Shortly after being swept by the Kansas City Royals, Konerko was asked if the upcoming trade deadline has been taking a toll on the clubhouse.
“Not really,” Konerko said. “I mean, we were [expletive] before the rumors. That’s a fact. We were, going back to a long time ago.”
It has not gone the way Konerko would have drawn up what is expected to be his last season on the South Side after 15 years with the White Sox. The team started slow, made a push in May to reach the .500 mark (24-24) and then collapsed during a stretch of games in June when they were facing mostly teams under .500.
“If you’re one of those guys [in rumors], you just kind of spin it into 'the team you’re going to wants you and you’re probably going to gain some games in the win column,'” Konerko said. “The average player, if you play long enough, eight- to-10-year career, I think the average is three or four teams. Even me, it’s three teams. It’s been one for a long time but it’s three teams. It’s just normal. It’s part of the game.”
The losing and the rumors have led the final 72 hours before the non-waiver trade deadline. Jake Peavy had extra suitcases packed in anticipation of being sent to a contender, and the rest of the team members are raising an eyebrow when their phones ring.
Matt Thornton has already been sent to the Boston Red Sox. Alex Rios could be on his way to Pittsburgh or Texas, depending on the rumor. Peavy has been linked to the Los Angeles Dodgers, St. Louis Cardinals, Atlanta Braves, Oakland Athletics and Red Sox. Alexei Ramirez has reportedly piqued the interest of the Cardinals, and even injured reliever Jesse Crain is starting to squeeze his way into rumors.
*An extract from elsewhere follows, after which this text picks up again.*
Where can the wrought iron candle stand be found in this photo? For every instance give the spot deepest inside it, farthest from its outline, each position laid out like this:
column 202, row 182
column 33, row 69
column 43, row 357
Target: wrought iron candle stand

The White Sox sure seemed like a distracted team over the past week, losing six of seven games to the Royals and Detroit Tigers. But like Konerko said, the losing is nothing new.
The pitching has been solid, especially over the weekend, when the Royals were held in check. But when your offense scores four runs in three games, sweeps are bound to happen.
The White Sox’s Sunday starter, Hector Santiago, held the Royals to two runs in 6 2/3 innings and has been trying to take all the trade talk in stride. He hasn’t been mentioned in any rumors, but like Konerko, he was asked if things are taking a toll.
“For the most part, we know what's going to happen and if it does happen, it happens,” Santiago said. “But I think we're just doing our business, going out there and getting the job done. And if it happens, pat [them] on the back and say, 'Hey, nice playing with you,' or whatever. It's coming down to the wire right now in two days. We don't know what's happening and we can't control that, but we just try not to think about it and go out there and do the same thing every day.”
Konerko said the team is handling things as well as can be expected, even if the results on the field don’t seem to be backing up his point.
“Every now and again you get your guy who doesn’t get the business end of it, but not in this clubhouse this year,” Konerko said. “Everybody knows that’s just part of the deal. Rumors of trades and all that are as part of the game as rain delays and whatever else. Guys in here know that.”
Peavy took in the game with his teammates and afterward walked out of the home clubhouse at U.S. Cellular Field, probably for the last time. He was asked if it was odd to talk about leaving.
“Well, it's kind of becoming normal,” Peavy said, a reference to the fact that he is asked about trades nearly every day. “Honestly, if you guys put yourself in my position, it does me no good to sit around and contemplate what's going to happen, what I've heard. You can imagine what my phone's been like with texts from anybody and everybody.
“It's something that I really don't worry too much about. You just kinda let life happen and you react when something is set in stone. Of course you take it all in, the reality of the situation is this could be my last time in the clubhouse with the guys here at U.S. Cellular. But if it is, it is; if it wasn't, it wasn't. We'll just show up tomorrow ready to work in Cleveland.”
The White Sox open a four-game series against the Indians on Monday. By the time the series ends, the trade deadline will have passed and the White Sox can move on to the process of mending and pointing toward how soon they feel they can be successful again.
“Every day's the same thing,” Santiago said. “You get asked about it and it's kind of like, 'Hurry up and get here so we can get past it and just forget about it and if it happens it happens.'”
Asked if he would be open to moving to a different team if the White Sox approached him, Konerko didn’t want to discuss the subject. He has no-trade rights and could block a potential move.
But he knows changes of some kind are coming soon.
“There will probably be some [trades]; maybe we make one or two, I don’t know,” he said. “And there will probably be other ones as it comes down the line to Wednesday. But it’s not like normal compared to like what it was few years ago or 10 years ago.
“I have a feeling that this is the way it’s going to be. If you know the business side of it a little bit and if you just know some things on the inside and pay attention to it, people are just really holding on to their young prospects. They don’t want to make deals where they give those guys up. So it kind of makes sense.”